O resultado do segundo turno das eleições em 2022 impôs uma derrota a Bolsonaro nas urnas, sendo ele o primeiro presidente a não conseguir se reeleger desde que este mecanismo foi instituído na década de 90. A chapa encabeçada por Lula e Alckmin, uma frente amplíssima, ultrapassou a marca dos 60 milhões de votos, elegendo Lula para o seu terceiro mandato presidencial.
Esta vitória foi arrancada mesmo com o bolsonarismo se utilizando das estruturas do Estado, como demonstraram os casos de compra de votos via Auxílio Brasil, do uso da PRF como instrumento para obstruir a passagem do eleitorado pelas rodovias do Nordeste, dos benefícios criados apenas durante o período eleitoral e de uma base parlamentar que atuou nos estados turbinada pelo escândalo do orçamento secreto.
Da mesma forma, triunfamos sobre a política de terror e ameaças que o bolsonarismo tentou impor por meio de ataques a pessoas identificadas com a esquerda e com a campanha de Lula desde o primeiro turno. Esta violência política utilizada pelo bolsonarismo não se resumiu a ameaças, mas a agressões físicas e assassinatos que devem ser lembrados por nós em uma campanha nacional por nenhuma anistia aos crimes cometidos nos últimos anos pelos bolsonaristas e pela própria família Bolsonaro.
O resultado eleitoral do segundo turno tem um importante peso no enfrentamento ao bolsonarismo no Brasil, mas está longe de ter representado a sua derrota em definitivo. Com 58 milhões de votos no segundo turno, tendo eleitos governadores aliados e uma expressiva bancada parlamentar, a extrema-direita se apresenta enquanto uma força política consolidada na base da sociedade brasileira. Defendemos nos últimos meses que era necessário “derrotar Bolsonaro nas urnas e o bolsonarismo nas ruas”, e por isso consideramos que é fundamental construir um calendário de lutas que inclua a defesa da revogação das contrarreformas, da política armamentista e por nenhuma anistia aos crimes cometidos pelo bolsonarismo.
Contudo, passado o processo eleitoral, o que temos visto é um preocupante ambiente de desmobilização, nutrindo falsas expectativas de que as instituições, sobretudo o judiciário, trabalharão para conter os arroubos golpistas do setor mais radicalizado do bolsonarismo. Os bloqueios nas rodovias, inclusive com financiamento empresarial, e os atos bolsonaristas em frente a quartéis do exército, têm sido tratados com complacência por parte de agentes do Estado mesmo quando há decisões judiciais a cumprir. O compadrio de membros da PRF com os bolsonaristas ficou evidente em registros de todo o Brasil.

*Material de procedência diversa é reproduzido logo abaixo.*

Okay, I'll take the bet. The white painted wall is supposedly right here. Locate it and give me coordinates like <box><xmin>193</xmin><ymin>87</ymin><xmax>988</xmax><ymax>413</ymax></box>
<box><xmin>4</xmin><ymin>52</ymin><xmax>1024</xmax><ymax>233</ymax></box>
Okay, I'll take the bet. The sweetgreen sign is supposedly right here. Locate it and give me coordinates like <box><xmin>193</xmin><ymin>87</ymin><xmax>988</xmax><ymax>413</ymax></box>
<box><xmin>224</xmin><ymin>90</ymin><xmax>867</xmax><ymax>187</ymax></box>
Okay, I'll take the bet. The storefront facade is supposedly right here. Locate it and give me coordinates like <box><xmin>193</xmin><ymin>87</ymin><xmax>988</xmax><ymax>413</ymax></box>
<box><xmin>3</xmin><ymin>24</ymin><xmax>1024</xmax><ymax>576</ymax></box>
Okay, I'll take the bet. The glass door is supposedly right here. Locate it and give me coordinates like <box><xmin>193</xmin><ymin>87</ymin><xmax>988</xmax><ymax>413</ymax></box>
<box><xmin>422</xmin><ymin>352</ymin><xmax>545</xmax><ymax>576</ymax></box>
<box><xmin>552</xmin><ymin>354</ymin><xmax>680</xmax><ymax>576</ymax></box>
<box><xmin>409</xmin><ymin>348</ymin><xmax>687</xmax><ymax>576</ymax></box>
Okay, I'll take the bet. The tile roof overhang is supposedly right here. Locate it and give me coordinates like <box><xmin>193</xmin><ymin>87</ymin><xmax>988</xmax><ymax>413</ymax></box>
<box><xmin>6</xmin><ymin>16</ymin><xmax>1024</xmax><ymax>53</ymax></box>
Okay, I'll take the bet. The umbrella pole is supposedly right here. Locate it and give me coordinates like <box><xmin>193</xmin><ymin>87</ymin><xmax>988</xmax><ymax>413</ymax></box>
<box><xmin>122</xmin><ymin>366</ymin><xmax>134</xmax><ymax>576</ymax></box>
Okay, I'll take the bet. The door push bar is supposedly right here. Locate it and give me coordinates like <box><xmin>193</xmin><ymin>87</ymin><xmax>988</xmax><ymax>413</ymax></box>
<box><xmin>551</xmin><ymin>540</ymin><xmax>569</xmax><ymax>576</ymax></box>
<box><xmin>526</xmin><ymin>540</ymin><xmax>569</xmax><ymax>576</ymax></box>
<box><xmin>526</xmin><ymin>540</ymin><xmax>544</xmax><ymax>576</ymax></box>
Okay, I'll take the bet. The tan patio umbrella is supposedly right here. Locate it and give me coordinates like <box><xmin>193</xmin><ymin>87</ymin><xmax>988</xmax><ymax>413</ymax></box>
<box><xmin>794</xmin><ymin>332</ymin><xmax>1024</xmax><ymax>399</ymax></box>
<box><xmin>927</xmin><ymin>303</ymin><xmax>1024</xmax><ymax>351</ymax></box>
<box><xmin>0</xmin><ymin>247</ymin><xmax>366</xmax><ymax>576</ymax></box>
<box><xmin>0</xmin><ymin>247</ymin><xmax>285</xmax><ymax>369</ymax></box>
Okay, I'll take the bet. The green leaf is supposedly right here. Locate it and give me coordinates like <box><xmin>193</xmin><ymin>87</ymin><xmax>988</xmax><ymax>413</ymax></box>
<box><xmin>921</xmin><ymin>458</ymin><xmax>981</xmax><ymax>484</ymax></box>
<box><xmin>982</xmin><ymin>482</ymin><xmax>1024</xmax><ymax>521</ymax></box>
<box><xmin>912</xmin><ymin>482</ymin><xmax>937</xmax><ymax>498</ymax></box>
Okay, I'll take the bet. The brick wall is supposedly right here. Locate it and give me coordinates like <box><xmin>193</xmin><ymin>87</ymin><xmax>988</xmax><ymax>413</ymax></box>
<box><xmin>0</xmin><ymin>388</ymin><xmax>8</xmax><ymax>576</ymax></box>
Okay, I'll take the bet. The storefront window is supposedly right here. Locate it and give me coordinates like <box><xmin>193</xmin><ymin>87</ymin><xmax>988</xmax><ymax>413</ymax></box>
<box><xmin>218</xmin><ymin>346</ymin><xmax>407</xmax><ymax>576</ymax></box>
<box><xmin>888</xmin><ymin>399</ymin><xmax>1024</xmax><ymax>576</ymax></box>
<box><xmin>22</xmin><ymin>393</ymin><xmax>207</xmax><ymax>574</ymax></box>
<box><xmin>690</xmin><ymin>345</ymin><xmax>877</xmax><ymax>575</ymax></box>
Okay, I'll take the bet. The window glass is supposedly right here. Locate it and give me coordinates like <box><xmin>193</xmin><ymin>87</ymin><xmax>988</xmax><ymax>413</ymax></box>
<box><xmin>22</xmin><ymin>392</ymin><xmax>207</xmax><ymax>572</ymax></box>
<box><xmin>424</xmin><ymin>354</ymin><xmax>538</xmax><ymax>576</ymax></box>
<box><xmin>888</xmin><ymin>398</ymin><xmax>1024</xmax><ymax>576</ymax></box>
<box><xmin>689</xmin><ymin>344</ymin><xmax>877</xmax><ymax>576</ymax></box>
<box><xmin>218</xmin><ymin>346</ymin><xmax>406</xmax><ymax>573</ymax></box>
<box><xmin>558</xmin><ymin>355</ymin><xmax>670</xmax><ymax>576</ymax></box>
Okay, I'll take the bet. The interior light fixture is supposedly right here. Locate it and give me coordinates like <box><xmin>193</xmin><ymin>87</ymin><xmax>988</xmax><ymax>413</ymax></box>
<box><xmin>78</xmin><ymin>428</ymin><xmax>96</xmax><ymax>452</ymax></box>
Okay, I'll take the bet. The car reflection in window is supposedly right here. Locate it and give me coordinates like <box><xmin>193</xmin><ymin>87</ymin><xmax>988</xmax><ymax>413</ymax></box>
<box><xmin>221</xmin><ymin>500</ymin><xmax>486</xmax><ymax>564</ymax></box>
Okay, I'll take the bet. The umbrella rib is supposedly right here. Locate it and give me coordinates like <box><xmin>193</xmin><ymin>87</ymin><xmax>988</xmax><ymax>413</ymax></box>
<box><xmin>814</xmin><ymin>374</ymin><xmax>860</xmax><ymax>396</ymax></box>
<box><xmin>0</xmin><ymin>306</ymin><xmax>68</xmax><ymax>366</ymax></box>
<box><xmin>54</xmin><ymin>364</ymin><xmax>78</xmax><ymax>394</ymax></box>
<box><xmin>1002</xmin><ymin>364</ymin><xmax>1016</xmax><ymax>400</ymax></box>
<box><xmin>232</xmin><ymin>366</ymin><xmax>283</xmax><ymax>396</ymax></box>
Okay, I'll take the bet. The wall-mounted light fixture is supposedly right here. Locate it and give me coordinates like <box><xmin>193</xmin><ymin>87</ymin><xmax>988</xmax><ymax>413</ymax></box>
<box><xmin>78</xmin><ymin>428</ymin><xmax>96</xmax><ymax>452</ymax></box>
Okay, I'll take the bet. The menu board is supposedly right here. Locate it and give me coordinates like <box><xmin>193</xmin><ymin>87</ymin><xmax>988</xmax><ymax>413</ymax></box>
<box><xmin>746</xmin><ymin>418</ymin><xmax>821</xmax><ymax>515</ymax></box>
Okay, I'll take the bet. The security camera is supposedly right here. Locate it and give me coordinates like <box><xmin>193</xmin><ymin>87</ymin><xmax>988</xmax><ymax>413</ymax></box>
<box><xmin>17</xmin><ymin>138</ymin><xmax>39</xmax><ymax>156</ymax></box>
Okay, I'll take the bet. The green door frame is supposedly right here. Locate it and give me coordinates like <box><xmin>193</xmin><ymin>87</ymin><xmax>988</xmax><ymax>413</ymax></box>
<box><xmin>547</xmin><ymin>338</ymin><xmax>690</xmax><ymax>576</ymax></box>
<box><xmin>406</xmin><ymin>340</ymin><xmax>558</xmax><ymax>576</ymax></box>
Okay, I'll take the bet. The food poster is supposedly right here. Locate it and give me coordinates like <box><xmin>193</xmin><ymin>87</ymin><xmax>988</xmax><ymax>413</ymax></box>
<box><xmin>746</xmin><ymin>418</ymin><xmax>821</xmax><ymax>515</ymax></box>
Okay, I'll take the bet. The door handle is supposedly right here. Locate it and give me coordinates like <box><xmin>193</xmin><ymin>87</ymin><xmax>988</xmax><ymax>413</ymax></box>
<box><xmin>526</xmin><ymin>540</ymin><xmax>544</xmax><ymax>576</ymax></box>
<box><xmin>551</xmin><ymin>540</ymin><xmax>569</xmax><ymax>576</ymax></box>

Lula e o PT, como era de se esperar desde a composição da frente amplíssima, não apostam no caminho da mobilização popular como a principal via de enfrentamento a estes setores de extrema direita e fascistas. Seu caminho é o de (re)construção dos pactos por cima com setores da elite que marcaram as experiências anteriores do petismo no governo federal. A repetição deste caminho, que já revelou seu esgotamento no passado recente com o golpe parlamentar de 2016, é hoje muito mais arriscada, uma vez que o governo terá agora o bolsonarismo como um adversário que sequer reconhece o resultado e a legitimidade das eleições deste ano.
O PSOL, que integrou esta frente amplíssima desde o primeiro turno, está agora convocado a discutir o que fazer no novo cenário aberto pela derrota eleitoral de Bolsonaro. Para isto, além de ser necessário realizar um balanço do processo eleitoral, é preciso também definir qual será a posição do partido em relação ao futuro governo.
Defendemos na conferência eleitoral do partido que o PSOL tivesse uma candidatura própria para ser porta-voz de um programa ecossocialista e de enfrentamento as bases que sustentam o bolsonarismo. Esta posição não criaria obstáculos para um apoio em segundo turno, ou mesmo para retirada da candidatura em caso de necessidade, como afirmou na data o nosso companheiro Glauber Braga. A ausência de uma pré-candidatura do PSOL pautando o debate eleitoral desde 2021 pela esquerda se fez sentir, e questões fundamentais para a vida do povo trabalhador não estiveram no centro das discussões.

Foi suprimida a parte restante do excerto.